\section{Kernel optimization and code analyzers}

Optimizing a program, in most contexts, mainly means optimizing it from an
algorithmic point of view ---~using efficient data structures, running some
computations in parallel on multiple cores, etc. As pointed out in our
introduction, though, optimizations close to the machine's microarchitecture
can yield large efficiency benefits, sometimes up to two orders of
magnitude~\cite{dgemm_finetune}. These optimizations, however, are difficult to
carry for multiple reasons: they depend on the specific machine on which the
code is run; they require deep expert knowledge; they are most often manual,
requiring expert time ---~and thus making them expensive.

Such optimizations are, however, routinely used in some domains. Scientific
computation ---~such as ocean simulation, weather forecast, \ldots{}~--- often
rely on the same operations, implemented by low-level libraries optimized in
such a way, such as OpenBLAS~\cite{openblas_webpage, openblas_2013} or Intel's
MKL~\cite{intel_mkl}, implementing low-level math operations, such as linear
algebra. Machine learning applications, on the other hand, may typically be
trained for extensive periods of time, on many cores and accelerators, on a
well-defined hardware, with small portions of code being executed many times on
different data; as such, they are very well suited for such specific and
low-level optimizations.

\medskip{}

When optimizing those short fragments of code whose efficiency is critical, or
\emph{computation kernels}, insights on what limits the code's performance, or
\emph{performance bottlenecks}, are precious to the expert. These insights can
be gained by reading the processor's hardware counters, described above in
\autoref{sssec:hw_counters}, typically accurate but of limited versatility.
Specialized profilers, such as Intel's VTune~\cite{intel_vtune}, integrate
these counters with profiling to derive further performance metrics at runtime.

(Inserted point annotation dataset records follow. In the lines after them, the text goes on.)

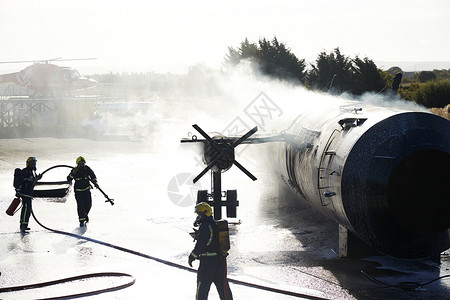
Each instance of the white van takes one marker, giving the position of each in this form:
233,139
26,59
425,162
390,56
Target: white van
119,119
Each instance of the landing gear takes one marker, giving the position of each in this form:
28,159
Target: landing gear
219,156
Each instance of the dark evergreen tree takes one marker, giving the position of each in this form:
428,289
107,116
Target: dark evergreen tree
331,73
366,77
272,57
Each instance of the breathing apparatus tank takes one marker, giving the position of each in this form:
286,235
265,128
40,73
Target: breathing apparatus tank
16,201
16,182
224,236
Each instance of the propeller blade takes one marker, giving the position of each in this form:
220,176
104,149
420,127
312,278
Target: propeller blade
207,137
245,136
208,167
245,170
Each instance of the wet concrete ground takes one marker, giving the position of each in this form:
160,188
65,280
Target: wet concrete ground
279,243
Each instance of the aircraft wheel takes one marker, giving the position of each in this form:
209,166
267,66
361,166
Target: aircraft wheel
202,196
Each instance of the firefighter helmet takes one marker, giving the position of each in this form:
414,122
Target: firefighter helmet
31,160
203,207
81,160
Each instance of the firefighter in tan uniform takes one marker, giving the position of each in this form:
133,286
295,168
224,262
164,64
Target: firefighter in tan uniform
212,260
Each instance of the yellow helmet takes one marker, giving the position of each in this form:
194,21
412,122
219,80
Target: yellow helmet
203,207
31,160
81,160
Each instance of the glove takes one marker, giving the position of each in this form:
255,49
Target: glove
190,260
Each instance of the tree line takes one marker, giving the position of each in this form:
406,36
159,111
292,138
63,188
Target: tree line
332,72
336,73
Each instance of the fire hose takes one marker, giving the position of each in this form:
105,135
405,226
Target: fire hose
159,260
175,265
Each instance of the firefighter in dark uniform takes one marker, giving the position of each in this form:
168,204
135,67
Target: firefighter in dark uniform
82,174
212,263
27,181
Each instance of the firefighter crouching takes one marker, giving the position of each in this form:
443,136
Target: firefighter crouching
212,258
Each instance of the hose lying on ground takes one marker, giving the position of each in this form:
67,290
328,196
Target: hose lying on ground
178,266
80,277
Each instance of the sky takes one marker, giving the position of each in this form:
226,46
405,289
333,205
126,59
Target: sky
171,36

\subsection{Code analyzers}

Another approach is to rely on \emph{code analyzers}, pieces of software that
analyze a code fragment ---~typically at assembly or binary level~---, and
provide insights on its performance metrics on a given hardware. Code analyzers
thus work statically, that is, without executing the code.

\paragraph{Common hypotheses.} Code analyzers operate under a common
hypotheses, derived from the typical intended usage.

The kernel analyzed is expected to be the body of a loop, or
nest of loops, that should be iterated many times enough to be approximated by
an infinite loop. The kernel will further be analyzed under the assumption that
it is in \emph{steady-state}, and will thus ignore startup or border effects
occurring in extremal cases. As the kernels analyzed are those worth optimizing
manually, it is reasonable to assume that they will be executed many times, and
focus on their steady-state.

The kernel is further assumed to be \emph{L1-resident}, that is, to work only
on data that resides in the L1 cache. This assumption is reasonable in two
ways. First, if data must be fetched from farther caches, or even the main
memory, these fetch operations will be multiple orders of magnitude slower than
the computation being analyzed, making it useless to optimize this kernel for
CPU efficiency ---~the expert should, in this case, focus instead on data
locality, prefetching, etc. Second, code analyzers typically focus only on the
CPU itself, and ignore memory effects. This hypothesis formalizes this focus;
code analyzers metrics are thus to be regarded \textit{assuming the CPU is the
bottleneck}.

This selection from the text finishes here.